Nora did a pretty good job of describing our European vacation, but I thought I’d add a few extra notes as well.
- The best way to travel with children is to travel with other people’s children (and their parents) as well. You not only score some friends for yourself, you also have friends for your kids – who will keep them occupied and happy by playing either competitive or collaborative fantasy games. Or just soccer, if you’re Nathan.
- Hearts is a wonderful game. Especially when played with good friends.
- Venice: better than I expected. I’m not really a city gal, but Venice is beautiful and also interesting. Loved the Grand Canal, in particular the UPS and FedEx boats, and the trash boats. Not as enamored of the endless tchotchke shops.
- We stayed in a lovely old / renovated villa in Stra, a city about an hour by smelly bus outside Venice. The villa was large and recently renovated, with a luxurious foam-mattress bed in the master BR. The downside: its recent renovation was somewhat underpowered/unfinished, shall we say. Ants, blown fuses, a crabby dishwasher. Even the clothes dryer, which made Jon so happy upon first seeing it (a clothes dryer in Europe!) didn’t function. With all the decrepitude, it was like vacationing in our own home.
- As Nora noted, the girls in the party slept together on a four-poster, canopied bed. Nathan made himself a little nest on the floor nearby, and happily passed the week sleeping on a 2-inch foam mattress. Like father like son. Poor Seth was relegated back to a crib (it was the remaining bed in the place) and promptly protested by waking before 7 every day of the trip.
- We traveled up to Asolo, where Jon and I honeymooned a decade ago. Nora made us proud by reading aloud the Hebrew tablets embedded in the exterior of the main square -- a memorial to a small community of Jews that lived there in the sixteenth century.

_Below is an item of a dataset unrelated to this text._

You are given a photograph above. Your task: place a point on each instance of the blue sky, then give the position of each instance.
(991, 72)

- After 25 years of searching, I finally found a cathedral to my liking: Gaudi’s Sagrada Familia in Barcelona. The exterior is a mish-mash of styles, though to be hideous by many architects but IMHO, brilliantly brings together a thousand years of Cathedral-building culture. The inside is very simple and geometric. Think the palace from the Wizard of Oz. For a shot of its awesome ceiling, see: http://en.wikipedia.org/wiki/File:Sagrada_Familia_nave_roof_detail.jpg
Finally, a note on lodging for a “familia numerosa” while on European vacations. With three kids, most hotels won’t let you stay in one room; Residence Inn-type facilities, which often have 2-bedroom suites, are also not common and if found, will cost you all your Marriott points and then some. So we’ve taken to going the vacation-rental-by-owner route. Here’s my observation:
-- Best case: a vacation home owned by the almost-wealthy and advertised on VRBO or homeaway.com. Because the owners themselves stay in it, it’ll be renovated nicely, the beds will be comfortable, and the kitchen will be well-equipped.
-- Worst case: Friendly Rentals, which owns apartments all over Europe. Two strikes and they’re out—the first time a moldy apartment in Lisbon, this time a slightly more acceptable but still downtrodden apartment in Barcelona. Think badly installed fake wood floors, gently coated in grime. The entire apartments in both Lisbon and Barcelona were furnished by IKEA, including in both places a bed named “Hanestad” which is Swedish for “even harder than granite.”
Onward to pruning my neglected in-box. Sorry if you’ve got something stuck in there--I'll get back to you soon.